Climb a mountain and the world changes around you. The trees thin out, the vegetation shifts from dense forests to open slopes. The birds are different. So are the butterflies, the beetles, the moths. This pattern, where communities of species gradually replace one another as you climb, is one of the most documented patterns in ecology. But a new study by Dr. Pritha Dey, reveals something unexpected: even as the species composition changes, their overall traits remain the same.
Geometrid moths, the family whose caterpillars are the familiar inchworms, are a favourite group for ecologists studying how life responds to environmental gradients. Pritha sampled these moths across eight sites in and around the Kedarnath Wildlife Sanctuary in Uttarakhand, spanning 1,500 metres of elevation from warm, oak-forested valleys up to cool slopes dominated by Rhododendron. Over two spring-summer seasons, she collected 697 specimens from 120 species, photographed each one, and measured their bodies: body length, wing dimensions, wing loading (how much weight each unit of wing area has to carry), and maneuverability.
Species diversity declined with elevation, as expected, and community composition shifted substantially from bottom to top. The moths found at high elevations were largely different from those at low elevations, with the subfamily Larentiinae, associated with herbaceous vegetation, becoming more dominant higher up. So far, so familiar.
But when the trait distributions of these communities were measured, the picture changed. Body size, wing loading, and maneuverability showed no significant differences across the gradient. The overlap in trait space between communities at different elevations was 0.84 out of a maximum of 1, indicating that communities at the top and bottom of the mountain were functionally almost identical despite being made up of largely different species.
This is puzzling. Environmental gradients are generally thought to act as filters, letting through only species whose traits suit local conditions. Cold temperatures, thinner air, and reduced oxygen at high elevations should, in theory, favour moths with particular body plans: perhaps smaller bodies, or proportionally longer wings to generate lift in lower air density. These kinds of trait shifts have been documented in bees, beetles, and other insects across elevational gradients. For geometrid moth assemblages in the Himalayas, these environmental filters do not affect their overall morphological traits t"One of the most surprising findings was that even though the moth species composition changed with elevation, the overall traits remained remarkably similar," says Pritha. "This suggests that different species may still be playing similar ecological roles across elevations."
One reason may be that geometrid moths are already well-equipped for a range of conditions. Their large, low-loading wings allow them to fly across a wide span of temperatures without extensive warm-up, giving them a broader thermal tolerance than many other insects. Another possibility is functional redundancy: the Larentiinae moths that dominate at high elevations have different diets, different host plants, and different life histories from the Ennominae species more common below. Different species, it seems, can arrive at the same functional solutions independently.

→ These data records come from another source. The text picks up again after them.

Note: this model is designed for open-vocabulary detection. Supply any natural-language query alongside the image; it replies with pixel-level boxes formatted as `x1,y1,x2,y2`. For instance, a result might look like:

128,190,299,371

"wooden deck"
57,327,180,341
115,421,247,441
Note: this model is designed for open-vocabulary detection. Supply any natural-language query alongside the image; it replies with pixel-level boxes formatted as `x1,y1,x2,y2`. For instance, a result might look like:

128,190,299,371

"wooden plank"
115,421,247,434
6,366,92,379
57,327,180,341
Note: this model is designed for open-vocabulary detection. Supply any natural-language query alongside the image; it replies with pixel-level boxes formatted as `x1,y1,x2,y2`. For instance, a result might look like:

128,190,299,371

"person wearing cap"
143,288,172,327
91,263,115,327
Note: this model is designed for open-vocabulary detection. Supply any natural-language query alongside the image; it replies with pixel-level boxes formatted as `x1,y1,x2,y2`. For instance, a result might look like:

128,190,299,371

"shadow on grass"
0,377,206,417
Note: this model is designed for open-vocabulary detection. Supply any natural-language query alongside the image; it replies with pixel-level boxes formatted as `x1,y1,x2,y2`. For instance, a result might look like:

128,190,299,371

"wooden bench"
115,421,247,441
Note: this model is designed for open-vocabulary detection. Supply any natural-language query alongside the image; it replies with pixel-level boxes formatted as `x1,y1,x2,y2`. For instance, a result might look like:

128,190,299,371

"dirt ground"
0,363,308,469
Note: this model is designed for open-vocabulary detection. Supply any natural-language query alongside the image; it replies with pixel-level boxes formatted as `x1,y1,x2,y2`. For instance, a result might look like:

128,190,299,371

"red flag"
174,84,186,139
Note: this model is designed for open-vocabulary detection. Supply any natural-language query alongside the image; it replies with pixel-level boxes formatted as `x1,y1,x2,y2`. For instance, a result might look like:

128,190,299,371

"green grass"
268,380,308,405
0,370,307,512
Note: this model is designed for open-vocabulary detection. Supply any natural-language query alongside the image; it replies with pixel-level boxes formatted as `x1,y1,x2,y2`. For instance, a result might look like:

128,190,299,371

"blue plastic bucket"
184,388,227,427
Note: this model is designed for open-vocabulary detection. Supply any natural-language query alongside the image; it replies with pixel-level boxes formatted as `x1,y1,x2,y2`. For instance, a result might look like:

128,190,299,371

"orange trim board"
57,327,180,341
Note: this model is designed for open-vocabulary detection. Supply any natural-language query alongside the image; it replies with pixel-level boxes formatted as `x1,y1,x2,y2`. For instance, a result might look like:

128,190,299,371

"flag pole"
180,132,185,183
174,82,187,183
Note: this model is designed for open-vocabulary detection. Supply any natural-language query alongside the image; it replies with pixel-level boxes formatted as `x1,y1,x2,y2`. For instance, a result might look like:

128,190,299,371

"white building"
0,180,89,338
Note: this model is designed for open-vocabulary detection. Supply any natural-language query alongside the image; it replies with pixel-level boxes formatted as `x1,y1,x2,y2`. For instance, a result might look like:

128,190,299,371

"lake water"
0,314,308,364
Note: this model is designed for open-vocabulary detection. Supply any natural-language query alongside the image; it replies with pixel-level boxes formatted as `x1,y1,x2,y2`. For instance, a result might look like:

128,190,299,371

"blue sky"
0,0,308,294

Pritha is already thinking about what comes next. "While this study provides an important snapshot, it also highlighted how much we still do not know. Seasonal variation and fine-scale environmental measurements could reveal very different dynamics, and that is something I am especially excited to explore next. Moving forward, I hope to combine long-term monitoring with environmental and trait data to better understand how insect communities respond to changing landscapes and climates."
The study was published in Ecology and Evolution. Specimens are deposited at the Research Collections Facility, NCBS.